It’s time to get weird.
For more than two years we’ve been stuck in our small and safe social-distancing bubbles, living off of whatever mildly interesting cultural scraps fall our way. Enough!
Fall is finally here. It's the season for change, for reinvention. And now that the majority of the population is vaccinated, boosted, and boosted again (go get your flu shot, too, if you haven't!), people are getting back out into the world with fresh enthusiasm, exhibiting the kind of genuine curiosity and excitement that can only come after long periods of scarcity and denial.

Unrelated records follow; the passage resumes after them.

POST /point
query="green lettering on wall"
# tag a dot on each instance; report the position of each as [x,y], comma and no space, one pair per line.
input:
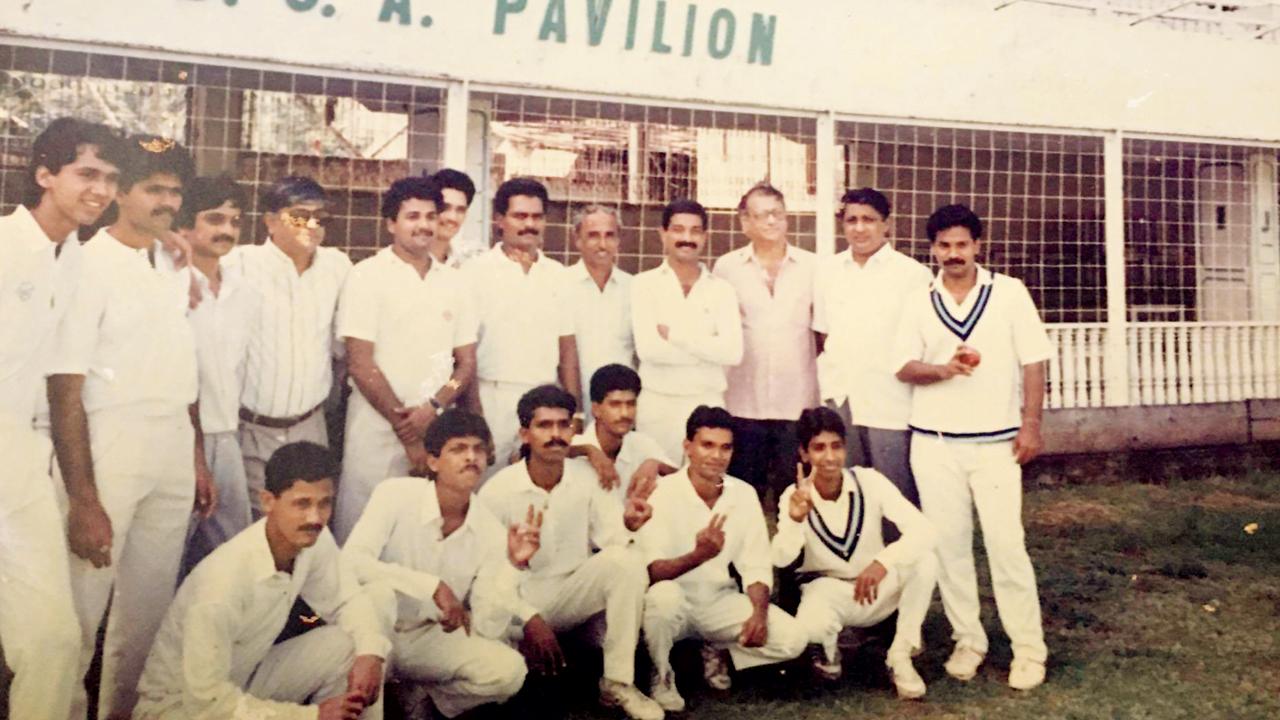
[502,10]
[720,37]
[689,31]
[659,19]
[597,14]
[398,8]
[553,21]
[762,39]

There are hundreds of things happening around the city over the next few months—our calendar, EverOut, has literally all of them listed here—but if you're still being picky about where to spend your time and where put your money, The Stranger's devoted team of arts and culture know-it-alls have sorted through the noise to find the best of the best. The coolest of the cool. The weirdest of the weird. The shit you absolutely must not miss.
In November Oscar-winning composer Tan Dun is bringing, as editor Rich Smith describes it, "a multimedia, multicultural, multidimensional symphonic bonanza" to Benaroya Hall. What does that mean exactly? Life-size projections of Buddhist caves! Percussionists who literally play water with plastic cups! And indigenous khoomei throat-singing! All the fascinating details are here.
On the other side of the music spectrum, also in November, is the 10th anniversary of Freakout Festival, a four-day genre-defying live music spectacular in Ballard. Music writer Dave Segal sat down with organizers to find out how a music festival, which books mostly unknown and lesser-known but nonetheless legendary acts with dedicated followings, managed not just to survive a whole decade but also grow bigger and bigger year after year.
There's big news in the gaming world this fall, too. Ken and Roberta Williams, the couple who created your favorite PC games in the 1980s and '90s, disappeared from the industry 20 years ago. Now, to everyone's surprise—even their own—they're back, and Roberta gave Matt Baume the scoop on how the couple plans to revolutionize the industry with new VR technology inspired by life at sea.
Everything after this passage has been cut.